Analysts and diplomats believe Erdoğan unleashed his pro-growth policy in a bid to revive sagging approval numbers ahead of a general election due within the next 18 months.
One senior Western official said Erdoğan feels “unchained” after stacking the central bank with allies and ousting ministers who refused to subscribe to his unorthodox views.
Erdoğan’s public support levels have languished near the low end of his 19-year rule for much of the past year.
Most polls show him losing in a runoff against potential presidential rivals — a defeat that could leave his Islamic-rooted party in disarray.
Erdoğan has cited China as an example as he pushes for economic growth at all costs.
China brought down the value of its currency to boost exports and achieve spectacular rates of economic expansion over most of the past two decades.
This created a new middle class that helped China achieve more sustainable consumer-driven growth.
Turkey’s economy also expanded at an annual rate of 7.4 percent between July and September.
But most analysts believe Erdoğan’s attempts to boost jobs and propel economic expansion through cheap exports are likely to end in social turmoil.
Turkey imports most of its raw materials and spends foreign currency to buy foreign oil and natural gas.
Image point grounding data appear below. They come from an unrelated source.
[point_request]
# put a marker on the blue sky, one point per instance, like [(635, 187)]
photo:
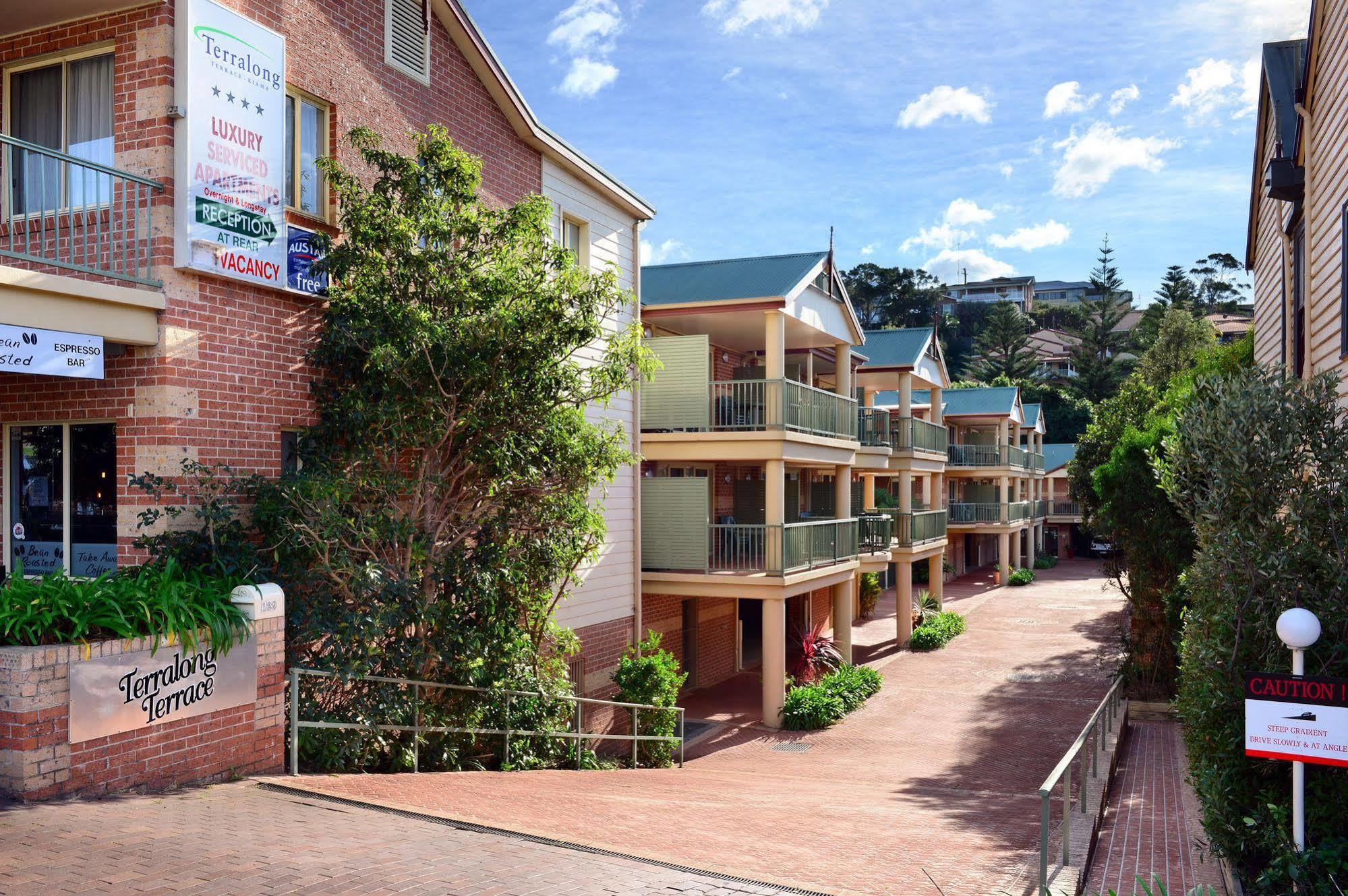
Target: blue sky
[(997, 136)]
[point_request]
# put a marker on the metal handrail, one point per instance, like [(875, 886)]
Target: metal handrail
[(1109, 713), (84, 216), (577, 735)]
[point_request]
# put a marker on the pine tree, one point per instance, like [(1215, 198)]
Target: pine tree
[(1003, 347), (1099, 342)]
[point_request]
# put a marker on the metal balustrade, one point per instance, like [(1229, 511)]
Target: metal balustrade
[(74, 214), (914, 434), (782, 405), (780, 549), (873, 426)]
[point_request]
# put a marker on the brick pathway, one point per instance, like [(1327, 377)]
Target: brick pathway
[(1152, 825), (240, 840), (935, 777)]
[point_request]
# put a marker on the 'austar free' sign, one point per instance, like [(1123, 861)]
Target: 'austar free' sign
[(1297, 717)]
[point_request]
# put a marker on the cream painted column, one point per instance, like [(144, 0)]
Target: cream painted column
[(1003, 558), (774, 661), (904, 605), (936, 577), (843, 618)]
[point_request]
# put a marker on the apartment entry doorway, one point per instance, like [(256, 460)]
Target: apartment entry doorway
[(750, 632)]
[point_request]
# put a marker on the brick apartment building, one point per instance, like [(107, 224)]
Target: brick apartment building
[(124, 127)]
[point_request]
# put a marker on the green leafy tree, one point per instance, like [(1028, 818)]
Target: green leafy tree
[(1219, 286), (1257, 465), (1003, 347), (1099, 341), (444, 504)]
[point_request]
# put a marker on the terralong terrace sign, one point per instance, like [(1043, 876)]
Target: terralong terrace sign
[(232, 146), (115, 694), (1297, 717)]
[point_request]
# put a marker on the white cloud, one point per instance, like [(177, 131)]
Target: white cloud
[(664, 252), (945, 101), (1067, 98), (1122, 97), (951, 266), (964, 212), (1091, 158), (587, 26), (1033, 237), (587, 77), (771, 16), (941, 236), (587, 30)]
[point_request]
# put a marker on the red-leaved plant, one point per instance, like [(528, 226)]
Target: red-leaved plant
[(819, 657)]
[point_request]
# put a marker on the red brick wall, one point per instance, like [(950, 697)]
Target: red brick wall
[(36, 760), (229, 368)]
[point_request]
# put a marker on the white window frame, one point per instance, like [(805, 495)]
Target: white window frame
[(388, 47), (7, 469), (63, 58)]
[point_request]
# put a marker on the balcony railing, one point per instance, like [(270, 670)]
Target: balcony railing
[(914, 434), (875, 533), (782, 405), (74, 214), (989, 456), (777, 550), (873, 426)]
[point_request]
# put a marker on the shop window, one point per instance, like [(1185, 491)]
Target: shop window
[(306, 142), (62, 105), (62, 510)]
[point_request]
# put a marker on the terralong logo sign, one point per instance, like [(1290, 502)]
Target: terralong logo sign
[(232, 220), (1297, 717), (117, 694)]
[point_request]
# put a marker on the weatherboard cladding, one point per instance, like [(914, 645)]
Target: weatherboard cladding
[(1057, 454), (897, 348), (727, 280)]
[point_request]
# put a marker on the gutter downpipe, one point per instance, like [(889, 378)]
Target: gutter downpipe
[(637, 449)]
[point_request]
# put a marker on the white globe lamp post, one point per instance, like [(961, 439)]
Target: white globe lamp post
[(1299, 630)]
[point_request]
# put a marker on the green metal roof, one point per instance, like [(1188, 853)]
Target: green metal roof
[(897, 348), (983, 402), (1059, 454), (726, 280)]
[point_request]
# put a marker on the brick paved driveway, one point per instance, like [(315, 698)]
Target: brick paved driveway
[(935, 777), (241, 840)]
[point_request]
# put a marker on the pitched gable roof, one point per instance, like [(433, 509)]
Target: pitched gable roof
[(728, 279)]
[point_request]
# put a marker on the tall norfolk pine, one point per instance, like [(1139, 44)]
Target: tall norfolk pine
[(445, 499)]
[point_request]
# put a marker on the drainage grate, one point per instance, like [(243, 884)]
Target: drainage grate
[(531, 839)]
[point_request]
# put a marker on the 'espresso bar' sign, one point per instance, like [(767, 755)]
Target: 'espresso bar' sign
[(115, 694)]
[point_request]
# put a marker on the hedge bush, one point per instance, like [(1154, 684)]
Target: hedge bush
[(159, 599), (823, 704), (937, 632)]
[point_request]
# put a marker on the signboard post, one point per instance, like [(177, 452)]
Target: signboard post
[(231, 218)]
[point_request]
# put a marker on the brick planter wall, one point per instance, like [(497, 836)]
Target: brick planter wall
[(38, 760)]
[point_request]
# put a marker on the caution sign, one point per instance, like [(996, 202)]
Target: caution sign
[(1297, 717)]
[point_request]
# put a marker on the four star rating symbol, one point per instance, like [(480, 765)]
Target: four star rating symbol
[(243, 101)]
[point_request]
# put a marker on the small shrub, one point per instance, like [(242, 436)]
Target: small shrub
[(653, 678), (160, 599), (870, 593), (823, 704), (937, 632)]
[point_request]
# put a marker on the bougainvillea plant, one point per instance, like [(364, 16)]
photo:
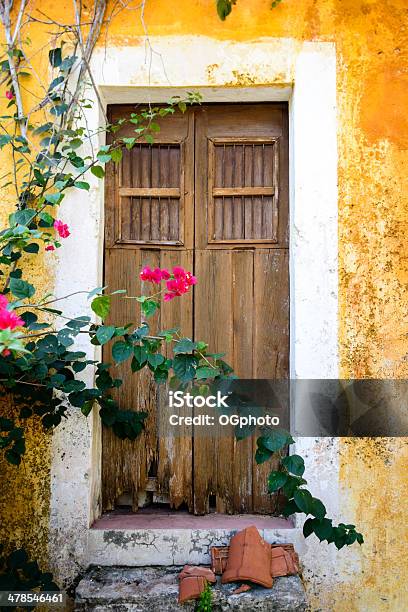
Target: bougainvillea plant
[(41, 370)]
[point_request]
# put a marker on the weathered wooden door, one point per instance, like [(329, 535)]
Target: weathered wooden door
[(211, 194)]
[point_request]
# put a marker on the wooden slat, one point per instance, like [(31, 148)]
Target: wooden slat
[(145, 192), (125, 465), (243, 191), (213, 456), (174, 466), (241, 300), (270, 345)]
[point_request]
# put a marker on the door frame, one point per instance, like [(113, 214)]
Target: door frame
[(307, 80)]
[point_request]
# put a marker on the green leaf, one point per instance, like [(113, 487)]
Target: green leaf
[(46, 220), (318, 508), (32, 247), (140, 354), (98, 171), (294, 464), (121, 351), (184, 367), (68, 62), (53, 198), (116, 155), (41, 129), (105, 333), (82, 185), (21, 289), (276, 480), (96, 291), (86, 409), (308, 527), (48, 344), (53, 84), (101, 305), (155, 359), (207, 372), (55, 57), (185, 345), (304, 500), (22, 217), (129, 142), (75, 143), (276, 440)]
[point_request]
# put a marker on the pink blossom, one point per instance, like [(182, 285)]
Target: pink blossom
[(178, 281), (9, 320), (190, 279), (179, 272), (152, 276), (62, 228)]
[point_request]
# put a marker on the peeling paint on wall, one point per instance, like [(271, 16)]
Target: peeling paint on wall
[(371, 41)]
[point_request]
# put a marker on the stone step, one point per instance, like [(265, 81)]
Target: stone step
[(155, 589)]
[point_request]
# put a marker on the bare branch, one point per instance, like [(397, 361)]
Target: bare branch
[(5, 9)]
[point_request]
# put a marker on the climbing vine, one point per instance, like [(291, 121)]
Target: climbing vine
[(41, 370)]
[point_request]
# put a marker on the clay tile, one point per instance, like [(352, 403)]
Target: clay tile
[(284, 561), (219, 556), (249, 559), (242, 589), (191, 587), (195, 570)]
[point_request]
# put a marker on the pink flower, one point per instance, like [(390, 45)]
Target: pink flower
[(190, 279), (154, 276), (178, 272), (178, 281), (62, 228), (10, 320)]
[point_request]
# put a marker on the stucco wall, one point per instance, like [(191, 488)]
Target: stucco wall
[(371, 52)]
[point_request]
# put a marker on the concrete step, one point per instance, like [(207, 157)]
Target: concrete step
[(175, 538), (155, 589)]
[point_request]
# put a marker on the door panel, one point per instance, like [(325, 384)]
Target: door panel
[(211, 195)]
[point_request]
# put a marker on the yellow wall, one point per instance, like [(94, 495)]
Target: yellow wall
[(372, 85)]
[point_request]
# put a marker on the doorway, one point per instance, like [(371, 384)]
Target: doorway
[(211, 195)]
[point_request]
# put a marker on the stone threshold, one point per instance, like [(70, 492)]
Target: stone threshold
[(123, 589), (174, 538)]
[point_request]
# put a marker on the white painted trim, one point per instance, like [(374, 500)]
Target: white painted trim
[(267, 69)]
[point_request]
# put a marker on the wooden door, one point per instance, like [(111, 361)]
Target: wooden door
[(211, 194)]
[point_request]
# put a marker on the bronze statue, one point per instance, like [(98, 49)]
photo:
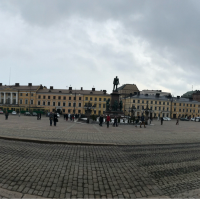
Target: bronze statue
[(115, 83)]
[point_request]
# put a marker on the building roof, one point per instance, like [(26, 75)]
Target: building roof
[(67, 91), (164, 98)]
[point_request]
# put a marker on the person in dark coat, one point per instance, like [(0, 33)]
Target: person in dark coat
[(108, 120), (161, 119), (100, 120), (115, 122), (51, 118), (66, 117), (55, 118)]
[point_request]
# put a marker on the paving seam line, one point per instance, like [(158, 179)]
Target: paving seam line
[(12, 194)]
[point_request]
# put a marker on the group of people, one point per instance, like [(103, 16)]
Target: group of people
[(108, 120)]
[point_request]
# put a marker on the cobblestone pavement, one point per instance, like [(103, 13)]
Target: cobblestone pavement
[(80, 171), (31, 128)]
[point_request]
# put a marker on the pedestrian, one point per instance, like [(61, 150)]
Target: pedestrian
[(55, 118), (177, 121), (143, 122), (161, 119), (50, 118), (66, 117), (115, 122), (108, 120), (100, 120), (6, 115)]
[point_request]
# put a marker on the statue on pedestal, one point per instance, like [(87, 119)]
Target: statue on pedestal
[(115, 83)]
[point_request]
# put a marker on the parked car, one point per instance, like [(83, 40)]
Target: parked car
[(27, 114), (14, 113), (184, 119), (34, 114)]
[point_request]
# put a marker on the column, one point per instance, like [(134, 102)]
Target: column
[(4, 101), (11, 100), (16, 98)]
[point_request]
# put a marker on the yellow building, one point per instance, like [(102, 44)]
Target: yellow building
[(165, 106)]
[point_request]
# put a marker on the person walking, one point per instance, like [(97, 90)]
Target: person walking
[(6, 115), (177, 121), (115, 122), (66, 117), (161, 119), (143, 122), (100, 120), (51, 118), (108, 120), (55, 118)]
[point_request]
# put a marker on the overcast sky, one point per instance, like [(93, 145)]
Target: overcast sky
[(151, 43)]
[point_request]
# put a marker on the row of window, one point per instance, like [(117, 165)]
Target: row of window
[(167, 103), (59, 97), (95, 99)]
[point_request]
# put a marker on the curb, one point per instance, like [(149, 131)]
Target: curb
[(13, 194)]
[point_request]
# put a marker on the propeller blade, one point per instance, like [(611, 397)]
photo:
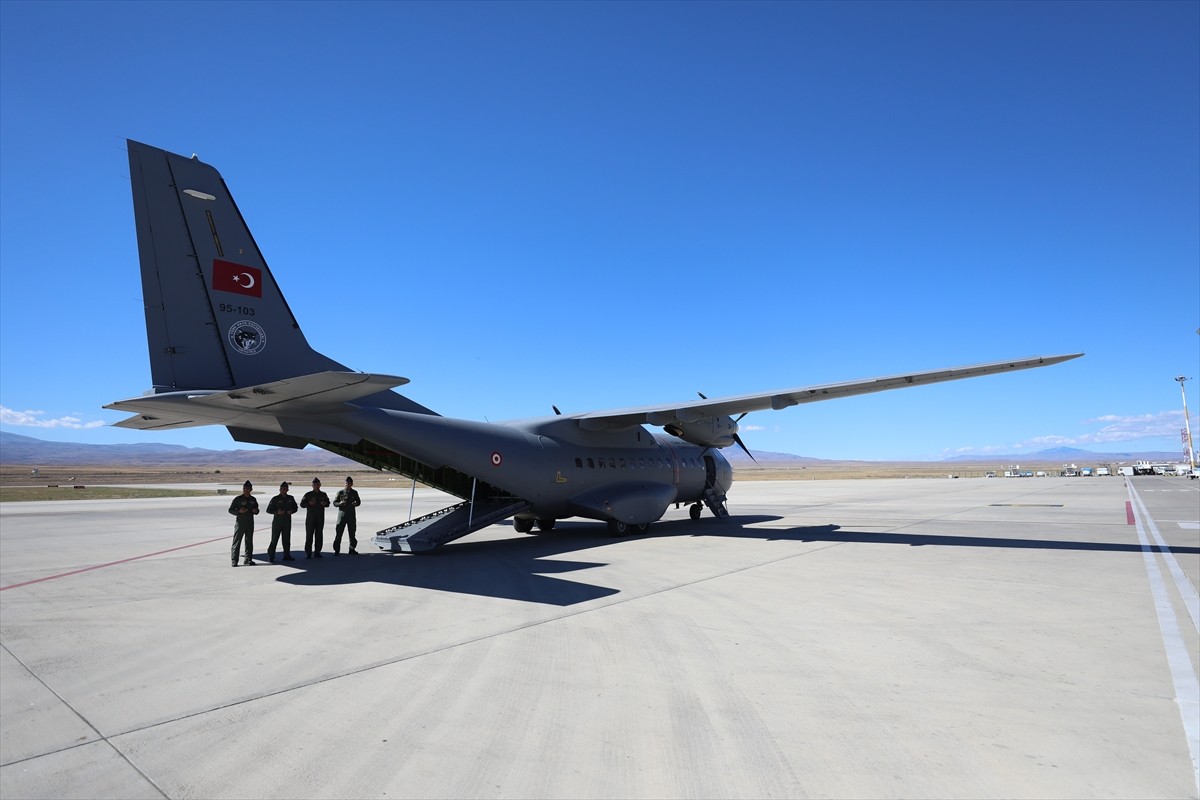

The lira’s steady depreciation makes these purchases more expensive.
Economists estimate that Turkey’s net hard currency reserves are running dangerously low — and are in negative territory when so-called “currency swap” agreements with allied countries’ banks are taken out.
The central bank has depleted its reserves further by intervening four times in the past month to help cushion the lira against more dramatic single-day falls.
But the losses continue as Turks buy up gold as well as dollars and euros in a bid to preserve their savings.
S&P last week became the latest major global ratings agency to switch Turkey’s credit outlook to negative.
Current policies have “further undermined the exchange rate of the lira and worsened the inflation outlook, heightening the risk of banking system distress.”